I always find that with the arrival of autumn it causes a lot of skiers to start stressing about their training and wether they have done enough or good enough work through the summer. I've been fairly good about not stressing out. I just finished a really good block of 4 and half weeks of training and now I'm having a slightly easier week before I get back into a big training block. The past 4 weeks have been full of really solid, really high quality training hours. Perhaps that is why it is easier to be confident and remain calm when skiers everywhere seem to be losing their heads at the thought it is only 2 months until the season starts. I know I've done a good job, and I know that training is going in the right direction.
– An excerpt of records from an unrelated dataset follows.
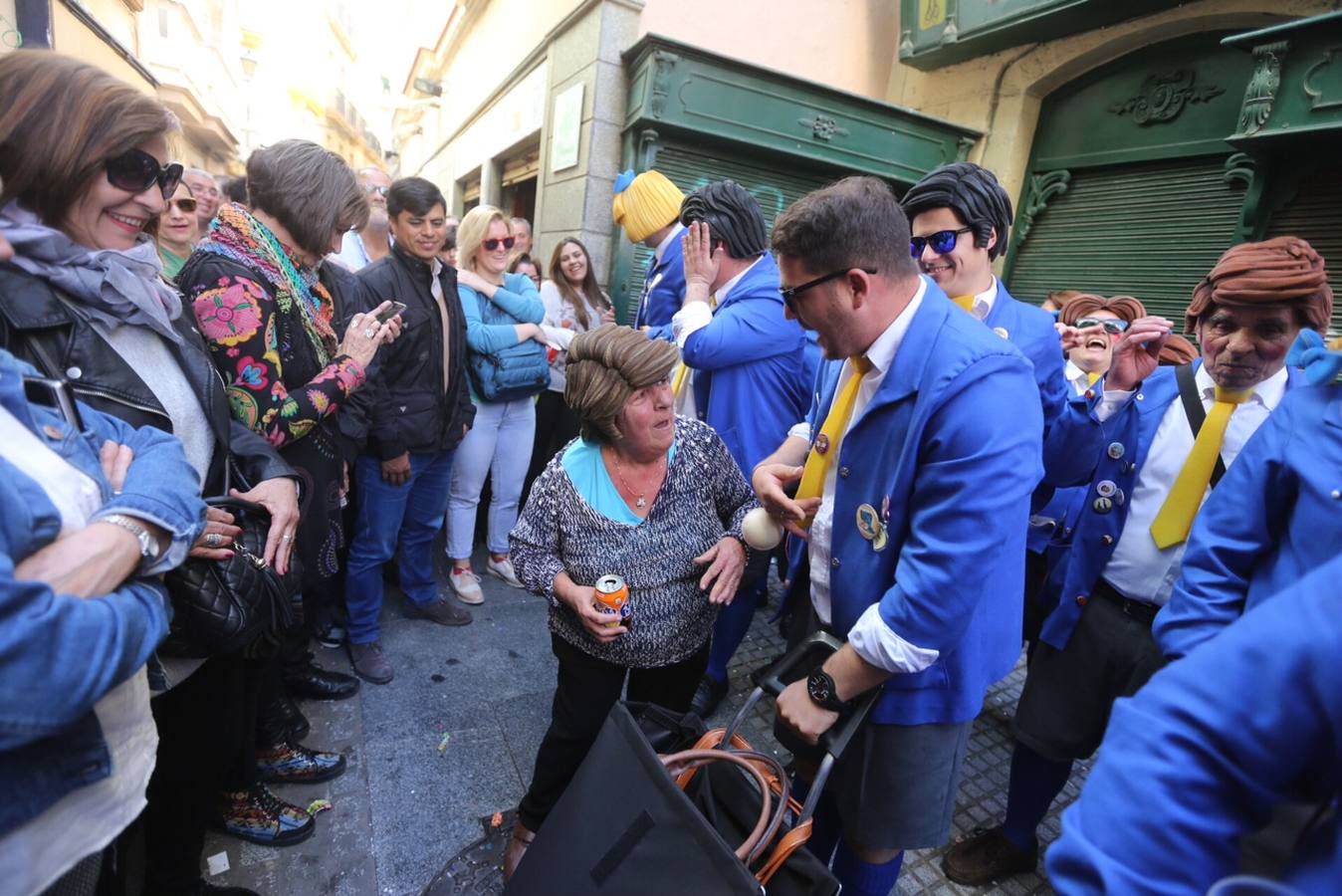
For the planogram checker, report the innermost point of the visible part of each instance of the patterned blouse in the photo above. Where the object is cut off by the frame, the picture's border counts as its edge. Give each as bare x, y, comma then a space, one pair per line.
704, 498
239, 318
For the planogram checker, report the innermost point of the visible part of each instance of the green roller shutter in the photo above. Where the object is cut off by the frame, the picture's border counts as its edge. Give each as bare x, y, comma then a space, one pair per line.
1315, 215
1150, 231
690, 169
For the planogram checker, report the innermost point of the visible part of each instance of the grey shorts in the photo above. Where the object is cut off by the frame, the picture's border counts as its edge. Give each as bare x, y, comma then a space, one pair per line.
895, 784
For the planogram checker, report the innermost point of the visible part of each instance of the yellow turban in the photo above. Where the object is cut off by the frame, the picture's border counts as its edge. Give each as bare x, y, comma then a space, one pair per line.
644, 204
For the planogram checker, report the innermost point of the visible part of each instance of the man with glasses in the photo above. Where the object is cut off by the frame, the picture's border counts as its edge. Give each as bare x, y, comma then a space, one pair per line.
1169, 432
916, 490
359, 248
204, 189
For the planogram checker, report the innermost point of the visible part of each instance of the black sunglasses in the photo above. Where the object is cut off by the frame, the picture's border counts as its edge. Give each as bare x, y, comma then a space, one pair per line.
789, 296
941, 242
1113, 328
135, 170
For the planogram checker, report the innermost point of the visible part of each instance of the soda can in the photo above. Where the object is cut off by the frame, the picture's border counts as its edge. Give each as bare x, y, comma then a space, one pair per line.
612, 595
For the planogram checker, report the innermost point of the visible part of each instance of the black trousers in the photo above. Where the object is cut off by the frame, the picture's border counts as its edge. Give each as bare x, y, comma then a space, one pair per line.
205, 745
586, 691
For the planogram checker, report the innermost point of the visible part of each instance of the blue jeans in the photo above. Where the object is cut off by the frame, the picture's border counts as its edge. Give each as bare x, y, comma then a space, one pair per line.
500, 443
411, 513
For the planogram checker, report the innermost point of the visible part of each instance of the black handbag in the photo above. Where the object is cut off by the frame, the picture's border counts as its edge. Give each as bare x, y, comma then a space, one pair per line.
220, 606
I raced at Toppidrettsveka with the British team in August. The programme was pretty brutal with 4 races in 3 days. The first 3 races went quite badly. I'd been struggling with getting my speed up after our altitude camp in the summer. And that was evident with my results in the sprints. The last stage was a 15k classic pursuit start through Trondheim city centre. I hadn't picked up any points (top 30's) during the first 3 races so I was starting in the wave at about 2min behind the race leaders. The race was in an absolute downpour. There was so much standing water on the course that at times it felt like you were skiing into a pile of sand and it was tripping you up. I ended up having a very good race with the 18th best time of the day and only 1 or 2 other skiers from the "wave" beating me.
We stayed in Trondheim for a few more days to have a bit of a training camp. Andrew Musgrave got to show us around his local rollerski routes. He took us on some pretty fun loops even if they were a bit longer than planned and involved a bit of sprint to get home. On one long classic ski Muzzy ended up breaking his pole. He broke it so high up he couldn't get an extra rollerski tip on so he just skied at the edge of the road with one pole in the ditch. He then proceeded to complain that we were going too slow, went to the front and increased the pace for half an hour before the van caught up to us and he got a spare pole. It was also at this point we realised we were 45min away from the hotel but had to check out of the hotel in 30min. Safe to say the speed for the last half an hour was quite high!
After toppidrettsveka I had a day in Lillehammer before I headed to Torsby to get some skiing on snow. The Torsby ski tunnel has been used by elite skiers for years in order to get some quality on snow time in the middle of the summer. I've been there most years since 2008, although I didn't go last year. This year was just a flying 2 day visit. The coaches and some of the wax team were going to be there testing some skis and sorting out the wax system for the winter. I got in a few valuable technique sessions with Jostein and a good level 3 classic interval in the tunnel. Apart from it being mind numbingly boring, staring at a concrete wall for a few hours at a time, training in the tunnel is actually quite productive and the conditions are really very good. The other benefit of going to Torsby is that grocery shopping is considerably cheaper in Sweden. I got myself sufficiently stocked up for a few weeks.
I've now got a few more weeks of training in Lillehammer before we head to Mallorca for our last dry land camp of the year on the 19th of September.